OK now hold on here.
A tube, the same diameter and same grade steel, is not as strong as a round bar. It's stronger in tension, compession and shear loadings. All calculations use the area of the cross section. Period.
73CJ
Your absoutely right that an equally sized same grade bar versus a tube
may be stronger. But I have seen charts that show there is a break even point at a suggested wall thickness that can equal the same strength on an equal tube under certain tests.
But getting back to what I stated above was "any tubing that is sized correctly for the application is much stronger and lighter". That statement still holds true!
The conversastion was about Tie Rods and perhaps a Drag Link and the individual was talking about using cold rolled #1018 bar stock versus #1020 DOM tubing.

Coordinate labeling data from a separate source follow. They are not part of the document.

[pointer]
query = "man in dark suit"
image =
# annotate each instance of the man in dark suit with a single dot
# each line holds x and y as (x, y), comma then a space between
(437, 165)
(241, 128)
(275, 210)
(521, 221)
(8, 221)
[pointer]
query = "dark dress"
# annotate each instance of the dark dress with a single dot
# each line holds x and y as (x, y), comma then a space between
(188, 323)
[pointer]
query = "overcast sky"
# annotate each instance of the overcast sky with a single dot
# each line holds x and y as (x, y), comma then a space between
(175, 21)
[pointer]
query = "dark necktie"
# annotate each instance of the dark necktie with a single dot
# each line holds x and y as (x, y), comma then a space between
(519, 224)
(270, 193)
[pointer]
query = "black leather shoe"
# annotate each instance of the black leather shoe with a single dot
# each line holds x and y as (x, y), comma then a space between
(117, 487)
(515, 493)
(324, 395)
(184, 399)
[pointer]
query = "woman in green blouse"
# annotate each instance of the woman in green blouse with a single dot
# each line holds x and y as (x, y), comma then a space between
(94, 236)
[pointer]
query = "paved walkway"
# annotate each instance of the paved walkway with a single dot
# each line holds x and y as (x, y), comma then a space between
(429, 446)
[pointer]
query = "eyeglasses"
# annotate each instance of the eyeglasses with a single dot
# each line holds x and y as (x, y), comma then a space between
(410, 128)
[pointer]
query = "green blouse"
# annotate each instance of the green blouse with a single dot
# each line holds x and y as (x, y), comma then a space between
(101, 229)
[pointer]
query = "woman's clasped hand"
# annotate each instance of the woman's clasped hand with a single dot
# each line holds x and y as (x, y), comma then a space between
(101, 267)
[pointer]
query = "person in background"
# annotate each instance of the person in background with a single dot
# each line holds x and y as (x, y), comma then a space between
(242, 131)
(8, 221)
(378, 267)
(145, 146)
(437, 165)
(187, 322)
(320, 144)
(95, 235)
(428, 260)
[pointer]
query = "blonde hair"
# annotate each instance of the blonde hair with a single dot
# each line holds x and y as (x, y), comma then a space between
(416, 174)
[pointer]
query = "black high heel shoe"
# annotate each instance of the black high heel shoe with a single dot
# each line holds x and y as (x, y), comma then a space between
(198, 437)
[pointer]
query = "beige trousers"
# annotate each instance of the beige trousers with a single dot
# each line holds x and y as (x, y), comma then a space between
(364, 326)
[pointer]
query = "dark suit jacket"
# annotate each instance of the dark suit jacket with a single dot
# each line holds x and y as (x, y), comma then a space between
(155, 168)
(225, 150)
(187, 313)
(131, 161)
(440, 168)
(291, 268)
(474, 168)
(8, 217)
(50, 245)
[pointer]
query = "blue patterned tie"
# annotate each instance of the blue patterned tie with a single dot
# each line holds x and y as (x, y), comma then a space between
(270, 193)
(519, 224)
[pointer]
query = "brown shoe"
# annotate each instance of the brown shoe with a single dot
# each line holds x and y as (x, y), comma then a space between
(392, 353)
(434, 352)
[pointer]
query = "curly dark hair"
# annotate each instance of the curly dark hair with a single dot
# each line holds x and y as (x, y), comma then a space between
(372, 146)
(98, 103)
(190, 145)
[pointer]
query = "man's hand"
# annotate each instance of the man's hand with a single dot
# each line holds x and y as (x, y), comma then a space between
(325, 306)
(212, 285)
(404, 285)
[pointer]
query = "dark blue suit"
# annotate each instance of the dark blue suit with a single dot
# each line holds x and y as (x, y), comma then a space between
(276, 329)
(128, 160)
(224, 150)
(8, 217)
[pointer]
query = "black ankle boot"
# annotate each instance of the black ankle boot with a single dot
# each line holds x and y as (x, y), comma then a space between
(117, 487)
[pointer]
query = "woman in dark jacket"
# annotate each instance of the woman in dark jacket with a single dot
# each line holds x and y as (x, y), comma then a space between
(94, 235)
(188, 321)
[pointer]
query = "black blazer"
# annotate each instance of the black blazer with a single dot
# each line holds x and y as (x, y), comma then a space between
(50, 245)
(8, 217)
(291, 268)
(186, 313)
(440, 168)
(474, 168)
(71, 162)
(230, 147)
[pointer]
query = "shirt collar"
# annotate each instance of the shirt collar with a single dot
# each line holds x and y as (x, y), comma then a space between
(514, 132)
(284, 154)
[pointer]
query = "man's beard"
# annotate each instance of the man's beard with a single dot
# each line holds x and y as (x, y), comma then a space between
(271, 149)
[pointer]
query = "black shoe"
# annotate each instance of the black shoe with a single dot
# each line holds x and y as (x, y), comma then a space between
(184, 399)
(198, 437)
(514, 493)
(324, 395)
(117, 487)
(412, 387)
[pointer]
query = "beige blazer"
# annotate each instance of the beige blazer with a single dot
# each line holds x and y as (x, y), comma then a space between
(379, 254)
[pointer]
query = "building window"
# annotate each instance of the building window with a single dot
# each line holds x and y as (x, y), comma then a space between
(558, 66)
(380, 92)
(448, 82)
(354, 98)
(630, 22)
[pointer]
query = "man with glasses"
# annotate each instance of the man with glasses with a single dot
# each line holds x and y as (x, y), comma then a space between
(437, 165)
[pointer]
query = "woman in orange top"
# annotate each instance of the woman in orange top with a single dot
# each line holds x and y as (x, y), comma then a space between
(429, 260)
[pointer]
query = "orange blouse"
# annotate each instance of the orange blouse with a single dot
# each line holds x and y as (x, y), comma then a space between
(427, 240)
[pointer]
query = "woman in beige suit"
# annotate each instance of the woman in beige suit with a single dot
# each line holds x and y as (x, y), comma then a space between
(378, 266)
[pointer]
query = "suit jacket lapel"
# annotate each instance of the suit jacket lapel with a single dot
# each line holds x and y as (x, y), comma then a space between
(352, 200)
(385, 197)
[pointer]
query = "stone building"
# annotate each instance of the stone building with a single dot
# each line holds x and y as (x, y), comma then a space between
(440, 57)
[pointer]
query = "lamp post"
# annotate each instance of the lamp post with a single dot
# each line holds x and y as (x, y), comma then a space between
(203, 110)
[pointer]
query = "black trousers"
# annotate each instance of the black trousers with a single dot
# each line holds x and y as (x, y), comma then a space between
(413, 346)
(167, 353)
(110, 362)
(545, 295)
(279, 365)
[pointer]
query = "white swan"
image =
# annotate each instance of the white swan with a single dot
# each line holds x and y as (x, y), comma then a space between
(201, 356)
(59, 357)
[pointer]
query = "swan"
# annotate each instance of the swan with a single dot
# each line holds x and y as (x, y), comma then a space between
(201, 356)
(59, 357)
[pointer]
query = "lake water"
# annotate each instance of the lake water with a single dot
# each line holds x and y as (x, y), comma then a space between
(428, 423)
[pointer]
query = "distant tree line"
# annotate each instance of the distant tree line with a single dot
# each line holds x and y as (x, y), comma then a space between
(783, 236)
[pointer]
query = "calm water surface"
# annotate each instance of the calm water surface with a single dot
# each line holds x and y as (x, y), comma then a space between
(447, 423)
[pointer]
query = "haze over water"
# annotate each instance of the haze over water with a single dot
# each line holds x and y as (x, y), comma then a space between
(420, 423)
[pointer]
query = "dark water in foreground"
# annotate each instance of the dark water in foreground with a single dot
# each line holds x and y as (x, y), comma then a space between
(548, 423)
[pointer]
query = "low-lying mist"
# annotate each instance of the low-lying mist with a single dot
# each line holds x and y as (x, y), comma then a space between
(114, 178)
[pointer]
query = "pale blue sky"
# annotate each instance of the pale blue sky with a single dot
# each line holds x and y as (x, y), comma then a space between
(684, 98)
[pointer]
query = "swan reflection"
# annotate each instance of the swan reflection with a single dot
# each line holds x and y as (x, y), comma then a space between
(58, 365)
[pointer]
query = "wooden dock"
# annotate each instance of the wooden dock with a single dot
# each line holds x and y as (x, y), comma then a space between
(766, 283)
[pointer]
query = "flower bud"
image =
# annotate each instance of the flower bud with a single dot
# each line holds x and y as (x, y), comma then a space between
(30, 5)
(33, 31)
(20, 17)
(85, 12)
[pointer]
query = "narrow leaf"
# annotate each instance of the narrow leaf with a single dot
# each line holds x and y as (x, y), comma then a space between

It is a well known fact that the weight to strength ratio is far better for a tube. This is simply because when you stress or bend a solid bar only the outer skin is actually stressed while the core is not contributing much strength at all.
In Bar Stock Metallurgial terms they refer to this as the 90/10 theory whereby the outer 10% bears 90% of the stress and the inner 90% only 10% of the strength, while in the case of the tube you remove a portion of the weight inside which was only contributing 10% of the strength , this is why a tube in the weight to strength ratio is much stronger simply because it retains only the material which contributes the most strength to the member and thereby creates the 4 wall theory.
The difference between the two metal grades mentioned above 1018 versus 1020?
The DOM tubing in Tensile & Yield Strength & Rockwell hardness alone exceed the cold rolled bar by over 8% in all departments. Notwithstanding the excellent memory of the tubing versus the Bar Stock makes this an easy choice.